Şimdi her zaman yaptıkları ayak oyunlarından bir tanesi olan, Bilsem veli ve öğrencilerini sakinleştirir susturmak için göstermelik TÜBİTAK projeleri yaptıracaklar...
Veliler nasıl olsa bilsemdeki içerik hakkında bilgi sahibi değil, anlamaz diyorlar.
Yaptıkları TÜBİTAK projelerinin bilimselliğini ara ki bulasın, ama her ne hikmetse hepsi Türkiye birinciliği alıyor...
İltimaslı bilsem öğretmenleri TÜBİTAK projelerinden öğrenciler para ödülü alırsa, o para ödülünden pay dahi alıyorlarmış...
Pay vermezlerse de okul müdürü, Balıkesir Büyükşehir Belediyesi’nin hediye bilgisayar ödülünü engelliyormuş.
Şimdi bu durumda bilsemde bilimden, eğitimden, öğretimden söz etmek mümkün mü?
Tüm bunlara karşı çıktığım için Sayın Personel Genel Müdürlüğü bir imza atıyor.
Masa başında oturduğu koltuktan tüm bilsem öğrencilerinin matematik bilimi adına çalışmalarını çöp ediyor...
Gelip saha araştırması yapmış mı?
Gelip şahsım ile görüşmüş mü?
Bilsem öğrencileri ve bilsem velileri ile görüş mü?
Bilsem’de yıllardır görev yaptığım mesai arkadaşlarıma tek tek sormuş mu beni?
İşin aslını astarını öğrenmek için çaba sarf etmiş mi?
Kurumda huzur bırakmayan yöneticilerine dair hiçbir inceleme yapmadığı halde, her gerilimde orta yolun bulunmasında aktif olarak çaba gösteren ben mi kurumların huzurunu bozmuşum?
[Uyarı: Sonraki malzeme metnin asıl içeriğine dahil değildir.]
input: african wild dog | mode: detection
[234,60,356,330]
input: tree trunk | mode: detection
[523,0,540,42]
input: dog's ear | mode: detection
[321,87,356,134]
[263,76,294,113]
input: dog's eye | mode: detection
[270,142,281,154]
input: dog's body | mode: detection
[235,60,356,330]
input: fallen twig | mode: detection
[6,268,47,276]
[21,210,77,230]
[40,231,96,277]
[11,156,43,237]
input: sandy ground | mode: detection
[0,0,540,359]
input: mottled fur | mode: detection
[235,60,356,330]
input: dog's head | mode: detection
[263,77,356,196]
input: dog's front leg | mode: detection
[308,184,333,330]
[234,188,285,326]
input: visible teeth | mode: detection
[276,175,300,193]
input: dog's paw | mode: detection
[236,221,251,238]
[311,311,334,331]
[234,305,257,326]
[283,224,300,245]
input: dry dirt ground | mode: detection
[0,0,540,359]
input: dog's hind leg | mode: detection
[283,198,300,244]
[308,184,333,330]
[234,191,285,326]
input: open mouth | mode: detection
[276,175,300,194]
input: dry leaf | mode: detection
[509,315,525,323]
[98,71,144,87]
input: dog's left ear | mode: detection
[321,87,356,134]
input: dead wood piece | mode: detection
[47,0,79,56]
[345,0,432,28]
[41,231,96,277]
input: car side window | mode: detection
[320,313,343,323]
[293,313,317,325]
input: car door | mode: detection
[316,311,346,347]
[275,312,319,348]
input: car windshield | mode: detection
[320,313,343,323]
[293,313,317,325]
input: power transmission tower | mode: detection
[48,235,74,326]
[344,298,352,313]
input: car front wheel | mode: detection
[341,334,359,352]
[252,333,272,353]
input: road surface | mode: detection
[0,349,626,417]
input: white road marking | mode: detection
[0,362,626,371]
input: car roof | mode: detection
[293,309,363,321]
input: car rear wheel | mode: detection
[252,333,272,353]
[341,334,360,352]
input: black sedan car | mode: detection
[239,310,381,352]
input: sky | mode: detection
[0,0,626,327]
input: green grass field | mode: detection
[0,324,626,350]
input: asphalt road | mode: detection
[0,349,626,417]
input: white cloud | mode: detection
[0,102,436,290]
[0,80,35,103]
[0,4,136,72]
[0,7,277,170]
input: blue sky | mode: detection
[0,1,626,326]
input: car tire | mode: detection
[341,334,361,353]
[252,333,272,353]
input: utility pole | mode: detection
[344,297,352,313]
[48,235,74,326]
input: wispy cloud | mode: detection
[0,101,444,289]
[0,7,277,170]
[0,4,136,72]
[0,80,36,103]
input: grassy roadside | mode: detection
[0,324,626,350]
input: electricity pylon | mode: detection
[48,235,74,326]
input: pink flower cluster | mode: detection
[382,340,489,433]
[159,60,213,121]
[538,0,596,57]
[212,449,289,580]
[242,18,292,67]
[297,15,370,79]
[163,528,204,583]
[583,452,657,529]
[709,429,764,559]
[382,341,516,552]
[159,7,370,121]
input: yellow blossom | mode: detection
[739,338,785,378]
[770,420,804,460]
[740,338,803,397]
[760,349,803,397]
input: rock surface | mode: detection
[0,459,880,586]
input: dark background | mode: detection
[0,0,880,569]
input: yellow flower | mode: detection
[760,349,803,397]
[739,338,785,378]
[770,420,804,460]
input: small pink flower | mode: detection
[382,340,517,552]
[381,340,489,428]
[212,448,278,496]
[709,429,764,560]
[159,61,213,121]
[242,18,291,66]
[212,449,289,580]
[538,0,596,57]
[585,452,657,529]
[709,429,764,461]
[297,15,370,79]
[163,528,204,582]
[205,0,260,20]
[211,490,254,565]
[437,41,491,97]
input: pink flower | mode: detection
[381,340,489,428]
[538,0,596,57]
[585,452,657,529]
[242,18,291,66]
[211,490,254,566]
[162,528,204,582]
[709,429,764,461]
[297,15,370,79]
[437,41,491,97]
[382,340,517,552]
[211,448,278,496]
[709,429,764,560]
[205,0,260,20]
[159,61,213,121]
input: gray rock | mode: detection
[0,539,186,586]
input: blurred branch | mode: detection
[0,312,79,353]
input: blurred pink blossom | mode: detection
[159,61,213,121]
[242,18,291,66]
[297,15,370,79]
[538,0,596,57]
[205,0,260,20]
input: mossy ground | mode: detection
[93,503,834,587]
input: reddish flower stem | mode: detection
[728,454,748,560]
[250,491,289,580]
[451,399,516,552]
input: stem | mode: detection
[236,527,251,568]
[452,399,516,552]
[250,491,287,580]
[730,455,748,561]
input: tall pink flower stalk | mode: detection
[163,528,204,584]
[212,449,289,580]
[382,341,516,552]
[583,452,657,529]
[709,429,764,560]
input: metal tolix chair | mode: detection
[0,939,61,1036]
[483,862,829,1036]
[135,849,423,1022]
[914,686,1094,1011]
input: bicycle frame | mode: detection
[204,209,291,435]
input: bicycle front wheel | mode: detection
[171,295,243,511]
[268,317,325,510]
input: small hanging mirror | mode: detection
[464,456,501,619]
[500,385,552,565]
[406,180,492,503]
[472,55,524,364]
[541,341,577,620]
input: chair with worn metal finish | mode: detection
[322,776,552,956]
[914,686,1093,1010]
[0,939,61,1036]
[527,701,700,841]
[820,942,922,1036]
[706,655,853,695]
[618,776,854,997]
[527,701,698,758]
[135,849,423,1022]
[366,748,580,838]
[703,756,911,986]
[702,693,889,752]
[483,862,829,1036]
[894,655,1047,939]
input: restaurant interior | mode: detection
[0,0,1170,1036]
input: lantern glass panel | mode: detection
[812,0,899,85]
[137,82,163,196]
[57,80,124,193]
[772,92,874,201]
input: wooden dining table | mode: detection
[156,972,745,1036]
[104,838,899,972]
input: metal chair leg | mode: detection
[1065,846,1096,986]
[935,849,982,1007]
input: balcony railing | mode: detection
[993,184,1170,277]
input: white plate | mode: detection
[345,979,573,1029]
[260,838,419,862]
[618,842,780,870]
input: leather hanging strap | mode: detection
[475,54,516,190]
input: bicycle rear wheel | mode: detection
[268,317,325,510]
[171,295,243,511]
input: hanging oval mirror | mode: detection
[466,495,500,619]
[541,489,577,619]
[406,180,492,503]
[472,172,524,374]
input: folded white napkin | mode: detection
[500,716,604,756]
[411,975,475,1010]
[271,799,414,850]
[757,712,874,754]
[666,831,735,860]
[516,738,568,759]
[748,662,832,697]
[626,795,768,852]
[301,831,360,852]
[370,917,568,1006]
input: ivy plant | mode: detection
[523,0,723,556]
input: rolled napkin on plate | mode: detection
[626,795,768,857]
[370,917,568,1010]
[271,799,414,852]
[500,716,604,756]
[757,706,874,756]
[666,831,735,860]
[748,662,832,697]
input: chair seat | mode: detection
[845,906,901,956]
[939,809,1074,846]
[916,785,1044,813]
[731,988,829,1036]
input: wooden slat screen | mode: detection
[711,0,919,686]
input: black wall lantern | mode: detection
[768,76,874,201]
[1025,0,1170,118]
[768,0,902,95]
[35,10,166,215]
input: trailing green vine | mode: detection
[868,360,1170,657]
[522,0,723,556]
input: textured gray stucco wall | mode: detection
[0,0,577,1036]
Yanlı hazırlanan ve bu konuda itirazımı savunma yazımda belirttiğim, son derece gönülsüz ve zorla muhakkiklik yapan memurların muhakkik raporu ile oldu bitti bu iş öyle mi?
Ankara’dan oturduğu yerden at imzayı, kov bilsemden bilsem bilim öğretmenini, kazanılmış haklarını elinden al…
Zaten uyarma cezası vermişler, cezaya itirazım kurulda dahi görüşülmeden, tabiri caizse yangından mal kaçırır gibi, görevden alarak aynı sözümona suçtan iki kez, üstelik orantısız bir şekilde görevden almak suretiyle, tüm öğrencilerimi de mağdur ederek kamu yararına nasıl bir iş yapmış olunuyor? Bu kadar mı yüksek tehlike arz ediyorum?
Şahane sistem...
Kaç yıldır mobbing görüyorum, sırf liyakat istiyorum diye…
Sayın Bakanım, bilsem matematik öğrencileri kendi doktoralı uzman bilsem öğretmenlerini geri istiyor.
Öğrencilerimi ağlatmaya, onların ellerinden haksız yere hukuksuz ve adaletsiz şekilde bilimi ve bilim öğretmenlerini almaya kimsenin hakkı yok.
Eğitimci yazar ve bir köşe yazarı gazeteci olarak hakkımı, hukukumu, kalemim ile arıyorum...
Sicil dosyamı açtığınızda gördüğünüz tek şey başarı, üstün başarı ve ödül belgelerim…
Bunların tamamı bana Resmi kurumlar tarafından verilirken, çağrıldığım her göreve seve seve gidip elimden gelenin fazlasını yapmaya gayret ederken, kendimi daha fazla geliştirmeye çalışıp sayısız eğitime katılıp çeşitli eğitimleri öğretmen arkadaşlarıma verirken, üniversitede öğretim üyesi olarak görev yaparken veya sayısız projede ekip üyesi olarak yeri gelmiş kapıda gelen kişi sayısı istatistiği dahi tutturulmuşken işini aksatmadan yerine getiren ben mi kurumların huzurunu bozar hale gelivermişim, birden bire?
20 yıldır memurum, pırıl pırıl sicilim durduk yere, hay aksi tam da ne zaman bozulmaya çalışılıyor, incelenirse rahatlıkla görülecektir ki ben ne zaman yönetici olmak istemişim, o zaman…
Kafama tuğla düşmedi yani…
Bilim öğretmeniyim, torpilim yok, Balıkesir'de tüm herkesten çok ve tüm herkesten fazla liyakat sahibi bilim öğretmeniyim...
Torpilcilerden değilim, asla da olmadım...
Görevden sürülmeyi naçizane hicretim olarak görürüm ama öğrencilerime bu durumu açıklamakta zorlanıyorum.